Using a sutureless and glueless technique has several advantages. Creating a safer and more comfortable postoperative period for patients allows for rapid normalization of their lifestyle and productivity. Removing the use of sutures allows for a shortened surgical time which saves surgeons and hospitals valuable operating room time, as well as provides a consistent technique that does not depend on suturing expertise. In addition, removing fibrin glue reduces the risk of infection and significantly less surgical cost, allowing the procedure to be accessible to a broader range of patients. It has been found that using fibrin glue may result in a gap between the graft and sclera, which may prevent rapid reepithelization.30 Hence, tucking the amniotic membrane under the edges of the conjunctival defect allows for direct contact and reepithelization, reducing recurrence rates.31

In ophthalmology, amniotic membranes are frequently used as scaffolds to treat epithelial damage and promote wound healing.32,33 It is currently one of the preferred techniques due to low recurrence rates and the ability to cover large defects.34 Celularity Biovance-3L is a three-layer, DDHAM. Its three-layer construction improves handling and ease of use for treating ocular surface disease. Unlike other placental-based allografts, the TLDAM is completely devoid of cells, hormones, cytokines, and growth factors. This leaves a clean scaffold that can be populated with autologous cells and growth factors after application to a surgical site.

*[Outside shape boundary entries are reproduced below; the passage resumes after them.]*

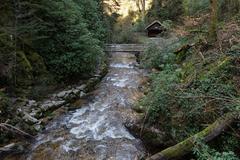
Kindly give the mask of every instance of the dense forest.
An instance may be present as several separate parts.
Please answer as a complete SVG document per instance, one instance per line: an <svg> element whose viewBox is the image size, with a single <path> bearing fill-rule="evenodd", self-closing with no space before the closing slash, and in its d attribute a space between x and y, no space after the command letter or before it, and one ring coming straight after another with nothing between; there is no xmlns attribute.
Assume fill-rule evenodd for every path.
<svg viewBox="0 0 240 160"><path fill-rule="evenodd" d="M138 121L126 125L147 150L142 159L239 159L240 0L129 3L134 6L124 0L2 0L0 146L22 141L16 135L37 135L46 124L39 129L38 120L56 108L32 116L25 109L29 100L79 83L94 90L101 81L96 77L109 68L105 44L124 43L144 46L138 67L148 76L133 106ZM129 10L122 16L124 7ZM149 38L145 28L156 20L164 31ZM79 107L78 99L65 100Z"/></svg>

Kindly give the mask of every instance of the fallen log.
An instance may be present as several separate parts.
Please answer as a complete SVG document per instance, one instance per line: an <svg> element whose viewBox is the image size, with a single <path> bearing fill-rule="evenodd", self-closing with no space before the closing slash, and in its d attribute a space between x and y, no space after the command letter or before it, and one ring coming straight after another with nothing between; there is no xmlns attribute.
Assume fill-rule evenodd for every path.
<svg viewBox="0 0 240 160"><path fill-rule="evenodd" d="M34 138L34 136L32 136L32 135L30 135L30 134L28 134L28 133L10 125L10 124L7 124L7 123L0 123L0 128L6 130L8 132L23 136L25 138L31 138L31 139Z"/></svg>
<svg viewBox="0 0 240 160"><path fill-rule="evenodd" d="M0 147L0 158L3 158L4 156L8 154L18 154L24 152L24 145L20 143L11 143L9 145L6 145L4 147Z"/></svg>
<svg viewBox="0 0 240 160"><path fill-rule="evenodd" d="M208 142L220 135L222 131L227 129L234 122L234 120L240 118L239 115L239 112L227 113L201 132L187 138L175 146L169 147L147 158L147 160L171 160L174 158L180 158L192 151L194 142L198 140Z"/></svg>

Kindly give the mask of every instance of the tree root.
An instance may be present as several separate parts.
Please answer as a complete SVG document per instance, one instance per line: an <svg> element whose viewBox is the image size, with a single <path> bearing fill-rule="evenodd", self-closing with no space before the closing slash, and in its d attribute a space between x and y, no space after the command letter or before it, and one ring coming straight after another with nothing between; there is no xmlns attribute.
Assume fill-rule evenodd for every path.
<svg viewBox="0 0 240 160"><path fill-rule="evenodd" d="M187 138L186 140L169 147L149 158L147 160L170 160L179 158L191 152L194 147L194 142L203 140L204 142L211 141L227 129L236 119L240 118L239 112L231 112L225 114L223 117L217 119L213 124L201 132Z"/></svg>

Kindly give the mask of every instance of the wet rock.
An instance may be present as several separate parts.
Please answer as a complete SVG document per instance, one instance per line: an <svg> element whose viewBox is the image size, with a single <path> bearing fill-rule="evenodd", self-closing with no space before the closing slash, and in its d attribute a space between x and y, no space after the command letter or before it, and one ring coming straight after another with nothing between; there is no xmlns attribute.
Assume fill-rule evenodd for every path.
<svg viewBox="0 0 240 160"><path fill-rule="evenodd" d="M24 114L23 119L24 119L25 122L30 123L30 124L36 124L36 123L39 122L38 119L32 117L32 116L29 115L28 113L23 112L23 114Z"/></svg>
<svg viewBox="0 0 240 160"><path fill-rule="evenodd" d="M83 98L84 96L86 96L87 94L83 91L80 92L80 98Z"/></svg>
<svg viewBox="0 0 240 160"><path fill-rule="evenodd" d="M54 109L54 108L57 108L57 107L60 107L62 105L64 105L65 101L62 100L62 101L45 101L41 106L40 108L43 110L43 111L47 111L47 110L50 110L50 109Z"/></svg>
<svg viewBox="0 0 240 160"><path fill-rule="evenodd" d="M33 128L36 132L40 132L40 131L42 131L43 126L41 124L36 124L33 126Z"/></svg>
<svg viewBox="0 0 240 160"><path fill-rule="evenodd" d="M27 105L29 107L36 107L37 106L37 102L35 100L29 100Z"/></svg>
<svg viewBox="0 0 240 160"><path fill-rule="evenodd" d="M76 89L79 90L79 91L84 91L86 89L86 87L87 87L86 84L82 84L81 86L76 87Z"/></svg>
<svg viewBox="0 0 240 160"><path fill-rule="evenodd" d="M69 93L68 91L62 91L57 94L57 98L64 98L68 93Z"/></svg>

It has been demonstrated that decellularizing human amniotic membranes have no impact on graft function and reduces the likelihood of an inflammatory response or graft rejection.35 A previous in vitro study on the efficacy of decellularized amniotic membranes demonstrated that within 24 hours, fibroblasts and keratinocytes were attached to a greater extent to the decellularized surface due to the lack of an overwhelming variety of extracellular matrix proteins and cytokines.36 Choosing amniotic membranes as scaffolds for reepithelization has advantageous properties like low immunogenicity, anti-inflammatory properties, and reduction of fibrosis.37 Human amniotic membrane allografts have proven to be effective at improving wound healing. A previous study demonstrated that multilayer amnion/chorion allografts can be more effective at wound healing than single-amnion layer membranes.38

Although advanced wound care products can be highly priced, benefits such as shortened surgical time and reduced rates of complications may compensate for the high cost.39 Ease of product storage and handling characteristic should also be considered when assessing wound care. Since all the cells and associated growth factors have been removed in the TLDAM due to decellularization, it has a 10-year shelf life that can be shipped and stored at room temperature. This study showed the best results so far in the literature regarding surgical time while also having a significant impact on patients’ postoperative comfort. Therefore, it is a safe technique that allows both surgeons and patients to benefit from it. We highly recommend this technique, and it should continue to be studied in the future on a broader cohort.

Acknowledgment

The abstract of this paper was presented at ARVO 2022 as a poster presentation with interim findings. The poster’s abstract was published in ARVO Annual Meeting Abstract at IVOS Journal. In addition, an article by Vicente Diaz was published to Ophthalmology Times about this project.

Funding

There is no funding to report.

Disclosure

Vicente Diaz, consultant for Celularity. The authors report no conflicts of interest in this work.